Forward-looking companies are seeing online applications as cost-effective solutions

Written by Tim Anderson

Salesforce.com’s chief executive Marc Benioff now talks less about software as a service (SaaS) than he once did. His new mantra is “platform as a service”, and the company seems to be trying to escape its customer relationship management (CRM) niche. At the firm’s Dreamforce conference in London earlier this month, one executive told me privately that if the company is still called Salesforce.com in a few years’ time, then it will have failed.

At the conference, I looked for businesses that might have gone beyond CRM. I soon found one: London-based Kitchons.com, a small business formed in July 2007 to service domestic appliances. The managing director revealed that the business runs on a combination of Salesforce.com and Google. The firm has adapted Salesforce.com as a booking system for service calls, mashed up with Google Maps to show engineers the exact location of their next visit.

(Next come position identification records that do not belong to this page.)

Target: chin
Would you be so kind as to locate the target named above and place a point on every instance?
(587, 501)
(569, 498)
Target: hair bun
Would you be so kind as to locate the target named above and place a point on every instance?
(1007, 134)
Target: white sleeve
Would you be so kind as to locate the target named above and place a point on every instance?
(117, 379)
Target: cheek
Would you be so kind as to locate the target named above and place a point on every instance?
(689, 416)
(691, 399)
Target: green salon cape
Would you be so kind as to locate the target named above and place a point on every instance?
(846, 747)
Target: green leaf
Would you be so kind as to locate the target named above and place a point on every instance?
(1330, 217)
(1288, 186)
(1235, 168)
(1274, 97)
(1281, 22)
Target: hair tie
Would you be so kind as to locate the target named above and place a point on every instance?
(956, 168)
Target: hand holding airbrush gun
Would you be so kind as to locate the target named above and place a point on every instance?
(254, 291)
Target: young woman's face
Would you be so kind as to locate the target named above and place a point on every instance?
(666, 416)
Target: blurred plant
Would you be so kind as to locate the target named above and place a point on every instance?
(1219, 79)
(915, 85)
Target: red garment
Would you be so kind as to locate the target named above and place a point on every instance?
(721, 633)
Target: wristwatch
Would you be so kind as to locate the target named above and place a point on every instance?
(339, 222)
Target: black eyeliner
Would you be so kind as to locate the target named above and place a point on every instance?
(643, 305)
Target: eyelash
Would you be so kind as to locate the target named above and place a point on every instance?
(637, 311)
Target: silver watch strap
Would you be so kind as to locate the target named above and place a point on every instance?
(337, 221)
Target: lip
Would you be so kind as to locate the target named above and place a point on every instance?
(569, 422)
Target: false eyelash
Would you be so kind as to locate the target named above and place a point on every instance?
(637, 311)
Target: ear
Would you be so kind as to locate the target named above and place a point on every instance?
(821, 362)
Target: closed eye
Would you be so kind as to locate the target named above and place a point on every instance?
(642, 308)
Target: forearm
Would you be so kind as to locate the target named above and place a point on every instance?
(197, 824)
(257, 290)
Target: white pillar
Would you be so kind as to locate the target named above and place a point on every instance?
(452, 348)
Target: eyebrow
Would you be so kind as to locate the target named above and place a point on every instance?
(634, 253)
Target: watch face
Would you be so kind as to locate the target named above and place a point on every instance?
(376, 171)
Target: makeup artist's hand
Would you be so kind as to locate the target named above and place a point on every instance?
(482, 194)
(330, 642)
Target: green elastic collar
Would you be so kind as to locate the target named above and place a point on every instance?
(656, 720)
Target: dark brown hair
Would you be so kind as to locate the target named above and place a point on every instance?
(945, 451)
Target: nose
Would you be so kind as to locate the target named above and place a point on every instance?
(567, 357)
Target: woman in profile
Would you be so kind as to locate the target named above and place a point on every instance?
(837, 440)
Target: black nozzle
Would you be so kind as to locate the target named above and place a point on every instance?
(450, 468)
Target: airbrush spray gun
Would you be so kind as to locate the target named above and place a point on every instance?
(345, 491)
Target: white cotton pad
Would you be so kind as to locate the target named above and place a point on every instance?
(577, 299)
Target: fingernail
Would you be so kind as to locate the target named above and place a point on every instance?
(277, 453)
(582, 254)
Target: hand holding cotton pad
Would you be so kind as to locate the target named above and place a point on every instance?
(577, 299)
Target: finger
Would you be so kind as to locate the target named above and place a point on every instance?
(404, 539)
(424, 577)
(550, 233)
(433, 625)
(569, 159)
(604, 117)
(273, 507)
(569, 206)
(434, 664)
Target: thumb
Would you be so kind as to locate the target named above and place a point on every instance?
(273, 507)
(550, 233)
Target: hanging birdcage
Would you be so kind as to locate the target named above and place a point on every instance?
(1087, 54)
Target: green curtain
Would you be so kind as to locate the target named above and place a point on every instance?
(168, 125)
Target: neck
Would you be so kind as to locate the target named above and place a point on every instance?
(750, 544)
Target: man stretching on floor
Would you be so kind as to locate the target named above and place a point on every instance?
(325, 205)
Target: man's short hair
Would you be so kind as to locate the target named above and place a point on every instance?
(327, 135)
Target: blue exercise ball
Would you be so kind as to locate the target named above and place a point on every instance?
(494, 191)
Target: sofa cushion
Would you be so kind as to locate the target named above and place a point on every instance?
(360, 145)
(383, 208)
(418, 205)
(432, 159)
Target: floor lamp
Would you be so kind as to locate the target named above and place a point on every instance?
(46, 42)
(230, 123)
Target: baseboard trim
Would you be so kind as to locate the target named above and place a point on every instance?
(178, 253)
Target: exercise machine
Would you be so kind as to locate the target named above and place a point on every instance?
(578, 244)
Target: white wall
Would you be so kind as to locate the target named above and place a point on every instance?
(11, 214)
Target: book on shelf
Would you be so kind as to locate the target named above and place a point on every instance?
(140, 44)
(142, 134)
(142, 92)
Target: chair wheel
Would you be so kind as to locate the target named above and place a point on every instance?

The company apparently uses Google for everything ­ email, word processing and spreadsheets. When I asked the director if his staff missed any of the extra functionality in Microsoft Word or Excel, he said that as far as his company went, there was nothing in those office applications that Google Docs could not provide.

He also said he was looking forward to a new Saleforce.com feature called Visualforce, which makes it easier to customise the design of an application and allows export of forms to PDF. It doesn’t take any effort to add a new user, he told me ­ just a new account name and password.

This example shows that smaller companies are perhaps quicker than large enterprises to embrace web-based services. While few chief information officers are likely to sanction ditching Microsoft Office in favour of Google Docs right now, might more companies eventually end up using such online applications?

The same week as Dreamforce, I learned about the efforts of another small business in preparing a disaster recovery document for its Microsoft Small Business Server (SBS) 2003 system. SBS has a built-in backup system that is easy to use, but the problem is actually recovering your server from backup if the hardware is stolen. Ideally, you restore to identical hardware, but few customers buy their SBS servers in pairs. Consequently, SBS disaster recovery is a specialist task, and since SBS is a single-box solution, the chances that it will be needed are quite high.

Is this case closed in the debate over hosted versus local apps? Not quite. Salesforce.com is a proprietary platform with its own proprietary language, called Apex, and there is a real danger of lock-in. The risk of system downtime is another issue, though the chances of Saleforce.com falling over seem no greater than the chances of a server failure closer to home.

Another major factor is that potential customers are wary about entrusting critical data to a third-party service provider. Further, there are still many applications that work better as desktop rather than browser-based software, though this is becoming less of an issue with the advent of technologies such as Adobe’s Flash, with its AIR variant that runs on the desktop, or Microsoft’s rival Silverlight plug-in.

Although these are valid concerns, zero deployment together with access to your applications from anywhere via a browser are becoming compelling features.
With this in mind, it seems an inopportune moment for Microsoft to announce prices for SBS 2008 that are up to 80 per cent higher than those for SBS 2003. It may be a good product in itself, but the future is looking more and more like it lies in the cloud.